At Gamescom this year, Microsoft offered us a brief demo that showcases what tomb raiding will feel like in Rise. Since the “Siberia” demo shown at E3, Lara has made her way over to the Syrian desert on the trail of a hidden treasure. We begin with a cut scene where, of course, things quickly go awry, and are left on a cliff face by the entrance to a mysterious cave. By a marvelous coincidence, that cave just so happens to be the entrance to the hidden tomb Lara’s been looking for. So we enter.
“We want to celebrate that nostalgic feel of a tomb raid through a modern lens,” says Crystal Dynamics’ Brand Director Rich Briggs. What does that mean? It means that old Tomb Raider tropes, like puzzles that involve pulling a lever or putting plates into walls in order to progress to new areas, won’t be present in Rise. “We’re making them environmental puzzles, physics-based puzzles, so they feel like a modern interpretation.”
The current demo showed an example of how this will work: As Lara, you’re standing at the edge of a shallow pool of water, needing to progress to a ledge too high to reach. Water is trickling through a shoddy-looking wall, so you break it with your pick axe, flooding the area further, and enabling you to reach the ledge. The puzzles will get more complex, of course, but that’s one of the ways that the developers are replacing old gameplay mechanics with a fresher take. Functionally, the action is the same as before: you walk up to a wall and press a button. It’s just transferring the old dynamics of the series into a new wrapper. But it makes a lot more sense that whoever laid out this labyrinthine tomb wouldn’t simply put a lever on the wall to allow a would-be raider progress.

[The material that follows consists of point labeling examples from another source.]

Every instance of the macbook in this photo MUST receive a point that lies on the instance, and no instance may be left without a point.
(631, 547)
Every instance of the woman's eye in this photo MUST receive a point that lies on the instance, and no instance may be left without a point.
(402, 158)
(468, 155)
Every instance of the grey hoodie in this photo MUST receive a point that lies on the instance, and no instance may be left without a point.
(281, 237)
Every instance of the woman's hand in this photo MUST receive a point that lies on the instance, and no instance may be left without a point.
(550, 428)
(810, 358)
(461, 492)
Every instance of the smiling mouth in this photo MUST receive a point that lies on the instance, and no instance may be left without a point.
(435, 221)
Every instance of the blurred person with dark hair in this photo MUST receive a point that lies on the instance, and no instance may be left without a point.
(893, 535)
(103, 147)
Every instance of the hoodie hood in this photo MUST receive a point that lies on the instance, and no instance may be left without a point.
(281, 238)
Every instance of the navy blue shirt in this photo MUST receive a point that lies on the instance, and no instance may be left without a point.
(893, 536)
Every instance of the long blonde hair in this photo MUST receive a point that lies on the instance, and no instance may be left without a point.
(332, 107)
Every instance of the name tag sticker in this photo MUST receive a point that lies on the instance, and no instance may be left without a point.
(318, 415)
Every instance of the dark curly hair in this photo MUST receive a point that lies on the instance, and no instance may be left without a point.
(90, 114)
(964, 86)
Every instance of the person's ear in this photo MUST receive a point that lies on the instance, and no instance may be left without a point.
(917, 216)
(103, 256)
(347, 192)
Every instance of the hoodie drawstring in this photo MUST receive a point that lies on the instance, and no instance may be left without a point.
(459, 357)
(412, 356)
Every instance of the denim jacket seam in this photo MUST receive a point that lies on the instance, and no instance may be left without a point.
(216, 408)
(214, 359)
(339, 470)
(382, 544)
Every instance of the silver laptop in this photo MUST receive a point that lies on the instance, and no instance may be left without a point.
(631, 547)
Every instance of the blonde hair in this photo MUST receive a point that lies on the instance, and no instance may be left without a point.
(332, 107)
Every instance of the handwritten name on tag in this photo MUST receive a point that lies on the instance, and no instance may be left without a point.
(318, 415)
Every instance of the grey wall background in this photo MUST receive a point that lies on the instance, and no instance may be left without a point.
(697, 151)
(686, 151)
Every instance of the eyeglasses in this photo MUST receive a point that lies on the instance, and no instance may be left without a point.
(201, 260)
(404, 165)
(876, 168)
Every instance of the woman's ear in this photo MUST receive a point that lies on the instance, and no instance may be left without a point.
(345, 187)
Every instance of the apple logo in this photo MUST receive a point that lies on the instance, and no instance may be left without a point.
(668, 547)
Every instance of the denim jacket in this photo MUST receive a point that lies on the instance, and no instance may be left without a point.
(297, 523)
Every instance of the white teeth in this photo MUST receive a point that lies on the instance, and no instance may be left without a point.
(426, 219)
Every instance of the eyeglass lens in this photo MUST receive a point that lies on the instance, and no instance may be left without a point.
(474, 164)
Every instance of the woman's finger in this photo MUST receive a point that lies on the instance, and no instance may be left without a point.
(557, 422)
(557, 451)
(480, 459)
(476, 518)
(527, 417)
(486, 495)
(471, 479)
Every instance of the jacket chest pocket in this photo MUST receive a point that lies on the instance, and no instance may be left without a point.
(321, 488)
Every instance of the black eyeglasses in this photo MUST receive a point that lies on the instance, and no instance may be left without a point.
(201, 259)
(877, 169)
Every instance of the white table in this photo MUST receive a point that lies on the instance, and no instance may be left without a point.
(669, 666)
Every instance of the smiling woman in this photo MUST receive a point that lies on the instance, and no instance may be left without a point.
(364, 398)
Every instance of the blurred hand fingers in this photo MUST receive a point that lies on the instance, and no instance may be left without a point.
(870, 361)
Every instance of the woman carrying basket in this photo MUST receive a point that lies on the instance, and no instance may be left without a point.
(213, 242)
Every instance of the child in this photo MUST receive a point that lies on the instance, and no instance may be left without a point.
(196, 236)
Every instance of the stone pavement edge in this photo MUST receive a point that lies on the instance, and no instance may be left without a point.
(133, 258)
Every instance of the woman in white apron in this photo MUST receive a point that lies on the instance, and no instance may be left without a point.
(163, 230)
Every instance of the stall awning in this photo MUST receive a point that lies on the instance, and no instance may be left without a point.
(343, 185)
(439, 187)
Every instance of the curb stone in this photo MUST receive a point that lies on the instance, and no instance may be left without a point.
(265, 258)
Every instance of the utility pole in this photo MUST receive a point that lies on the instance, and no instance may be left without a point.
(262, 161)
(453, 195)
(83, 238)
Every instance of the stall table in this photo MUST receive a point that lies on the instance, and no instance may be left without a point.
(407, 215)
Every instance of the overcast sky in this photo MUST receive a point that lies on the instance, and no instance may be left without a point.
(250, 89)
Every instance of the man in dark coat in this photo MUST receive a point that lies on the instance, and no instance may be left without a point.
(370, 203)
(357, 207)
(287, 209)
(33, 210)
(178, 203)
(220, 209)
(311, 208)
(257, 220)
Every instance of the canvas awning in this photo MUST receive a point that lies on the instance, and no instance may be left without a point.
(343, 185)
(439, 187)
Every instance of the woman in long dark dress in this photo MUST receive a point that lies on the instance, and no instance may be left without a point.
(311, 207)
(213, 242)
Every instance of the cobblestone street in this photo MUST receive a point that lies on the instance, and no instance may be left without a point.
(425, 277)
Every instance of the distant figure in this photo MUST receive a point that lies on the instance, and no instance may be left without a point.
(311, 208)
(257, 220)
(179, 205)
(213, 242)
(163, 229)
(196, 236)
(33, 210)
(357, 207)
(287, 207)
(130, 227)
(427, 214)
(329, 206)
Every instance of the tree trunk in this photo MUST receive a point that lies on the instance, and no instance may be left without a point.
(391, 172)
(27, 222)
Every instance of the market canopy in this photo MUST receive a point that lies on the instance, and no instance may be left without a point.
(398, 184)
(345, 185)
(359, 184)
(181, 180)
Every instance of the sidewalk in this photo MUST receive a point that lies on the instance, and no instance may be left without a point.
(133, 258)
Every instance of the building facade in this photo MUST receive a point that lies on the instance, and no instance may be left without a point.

Traps are also making a return to the series. “Tombs are meant to feel dangerous,” Briggs explains. “We want you to feel like there’s danger around every turn.” In the brief demo, I encountered platforms collapsing, spike pits, and the good ol’ swinging-spikey-stick-from-the-ceiling trap. It adds a lot to the experience.
The third piece of the puzzle, Briggs says, is exploration and discovery. “We want you to feel like you’re the first person to be there in hundreds or thousands of years.” In the demo, that “wow” moment came as we broke through a wall into a giant open space. There are lots of artifacts and collectable items to find, and discoveries to be made. The game even has you leveling up your language skills in order to translate ancient texts that’ll lead the way to treasures.
Rise will still incorporate many of the elements that made the reboot popular, of course, but Crystal Dynamics is really aiming for a broader experience here. While 2013’s Tomb Raider had you exploring a single island, the scope of Lara’s world is clearly different in Rise. Between the E3 showing and this Gamescom demo, we’ve already seen Lara fight through icy Siberia and treasure-hunt in scorching Syria. The emphasis is shifting back towards the series’ roots, and Lara Croft is no longer just the reboot’s survivor — she’s the tomb raider.